FIRENZE – Le condizioni climatiche di questi giorni richiamano l’attenzione sulla necessità di promuovere informazioni e iniziative dedicate alla prevenzione. Con il nuovo bollino rosso per il caldo scattato oggi a Firenze, Regione Toscana, Asl Toscana centro e Comune hanno attivato ulteriori misure di assistenza a tutela della salute pubblica, mettendo a disposizione alcune Case di comunità per offrire sollievo alla popolazione e ridurre i rischi associati alle ondate di calore. Quattro strutture di nuova costruzione o di recente riqualificazione, sono a disposizione, già oggi e per le prossime giornate di caldo, come luoghi di ristoro e refrigerio, con spazi freschi e confortevoli in cui trovare accoglienza. Sono le Case di comunità Europa, Santa Rosa, D’Annunzio e Le Piagge, quattro strutture dislocate tra il centro cittadino, la zona fiorentina sud est e quella nord ovest di Firenze. Facilmente raggiungibili e ben collegate dai trasporti pubblici, coprono il quartiere 2 (D’Annunzio, in viale Gabriele D’annunzio, 29), il quartiere 3 (Europa, in viale Europa 207/E), il quartiere 5 (Le Piagge, via dell’Osteria, 18) e il quartiere 4 (Santa Rosa, Lungarno Santa Rosa, 13).

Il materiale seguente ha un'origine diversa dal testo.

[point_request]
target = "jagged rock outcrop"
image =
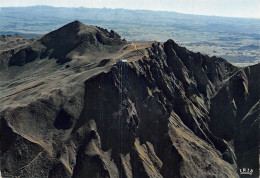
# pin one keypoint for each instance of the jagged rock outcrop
(81, 102)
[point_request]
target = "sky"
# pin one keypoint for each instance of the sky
(228, 8)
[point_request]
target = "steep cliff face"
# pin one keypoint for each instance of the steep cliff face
(93, 105)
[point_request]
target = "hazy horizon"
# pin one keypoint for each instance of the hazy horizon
(222, 8)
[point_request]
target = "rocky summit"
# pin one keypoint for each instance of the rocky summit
(81, 102)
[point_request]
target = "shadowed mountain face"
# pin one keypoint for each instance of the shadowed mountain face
(81, 102)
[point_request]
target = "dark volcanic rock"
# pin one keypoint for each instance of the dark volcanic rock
(84, 103)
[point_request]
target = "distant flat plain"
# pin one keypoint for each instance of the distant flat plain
(235, 39)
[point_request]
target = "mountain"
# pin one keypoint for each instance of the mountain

Si può entrare liberamente e sostare, durante l’orario diurno, nelle sale di attesa climatizzate, recentemente ristrutturate o di nuova realizzazione, come quelle all’interno della nuova Casa di comunità Europa. Un’opportunità che Regione, Asl Toscana centro e Comune di Firenze invitano a cogliere, in particolare rivolgendosi alle persone più fragili, agli anziani e a chi vive in abitazioni poco fresche o in condizioni di maggiore difficoltà, per trovare refrigerio durante le ore più calde della giornata.

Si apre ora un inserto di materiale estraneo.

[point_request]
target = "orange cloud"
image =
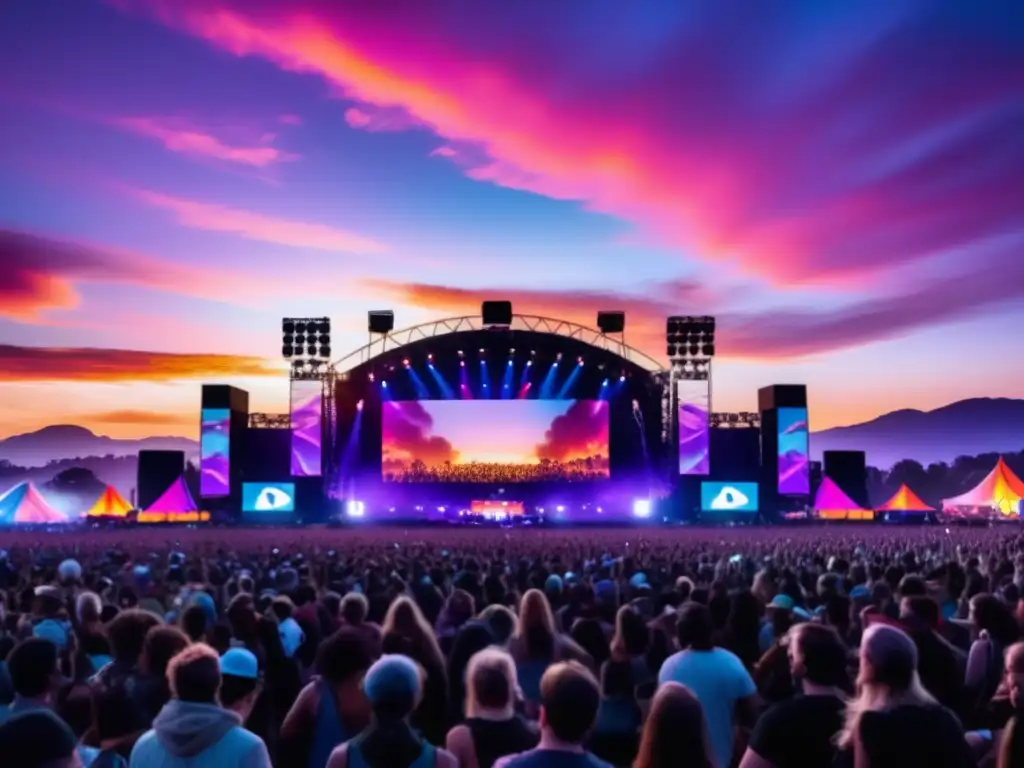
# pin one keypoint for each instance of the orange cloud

“Le ondate di calore che stanno interessando la Toscana – dice Monia Monni, assessore al diritto alla salute e al sociale – ci ricordano quanto sia importante affiancare agli interventi di emergenza un’azione concreta di prevenzione e di vicinanza alle persone più esposte. Per questo, insieme alla Asl Toscana Centro e al Comune di Firenze, abbiamo deciso di mettere a disposizione alcune Case della Comunità come luoghi di refrigerio ed accoglienza, offrendo spazi climatizzati e facilmente accessibili dove trascorrere in sicurezza le ore più calde della giornata. Rivolgiamo un invito particolare agli anziani, alle persone fragili ed a chi vive in abitazioni poco fresche: utilizzare questi spazi significa prendersi cura della propria salute e prevenire i rischi legati alle alte temperature. Nelle Case di comunità sono inoltre attivi i Punti di intervento rapido, con personale sanitario pronto a fornire assistenza per i disturbi non urgenti causati dal caldo. Di fronte a eventi climatici sempre più frequenti e intensi è fondamentale rafforzare gli strumenti di prevenzione e garantire un supporto concreto alle comunità, soprattutto alle persone più vulnerabili”.

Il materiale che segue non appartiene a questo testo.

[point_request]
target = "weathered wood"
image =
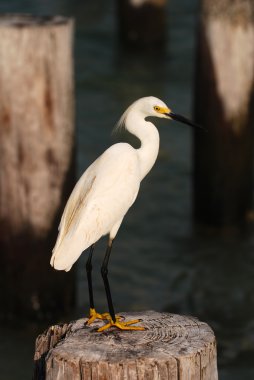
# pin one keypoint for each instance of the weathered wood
(223, 174)
(172, 347)
(142, 23)
(37, 160)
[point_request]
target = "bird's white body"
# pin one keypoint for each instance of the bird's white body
(108, 188)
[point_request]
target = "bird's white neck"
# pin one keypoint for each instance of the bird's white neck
(148, 135)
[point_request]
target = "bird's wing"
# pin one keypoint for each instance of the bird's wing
(99, 200)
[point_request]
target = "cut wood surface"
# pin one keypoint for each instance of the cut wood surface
(172, 347)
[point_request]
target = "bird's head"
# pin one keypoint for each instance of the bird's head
(151, 106)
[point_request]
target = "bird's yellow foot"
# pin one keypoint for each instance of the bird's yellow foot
(93, 315)
(121, 325)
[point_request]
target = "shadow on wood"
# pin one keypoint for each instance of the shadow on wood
(172, 347)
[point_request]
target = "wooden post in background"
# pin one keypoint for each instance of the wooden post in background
(142, 23)
(224, 104)
(172, 347)
(36, 161)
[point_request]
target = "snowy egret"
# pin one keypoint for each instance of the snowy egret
(104, 194)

In orario diurno all’interno delle Case di comunità sono attivi anche i Pir (qui l’elenco aggiornato dei Punti di Intervento Rapido a Firenze e in tutta la Asl Toscana centro; su uslcentro.toscana.it seguendo il percorso Homepage/guidaiservizi/punti d’intervento rapido/sedidovesieffettuailservizio), con la presenza di medici e infermieri a disposizione per tutte le necessità sanitarie che non abbiano carattere di urgenza. I cittadini possono rivolgersi al servizio anche in caso di piccoli malesseri legati al caldo, come disidratazione, cali di pressione, episodi di svenimento o di mancamento senza perdita di coscienza o altri disturbi connessi alle elevate temperature, che interessano soprattutto le persone fragili. “Per i cittadini, in questi giorni, le Case di comunità diventano presìdi di sollievo e protezione, dove trovare ambienti climatizzati e un punto di riferimento per la tutela della propria salute, – aggiunge il direttore della Asl Toscana centro, Valerio Mari – invitiamo soprattutto gli anziani a usufruire di questa opportunità”.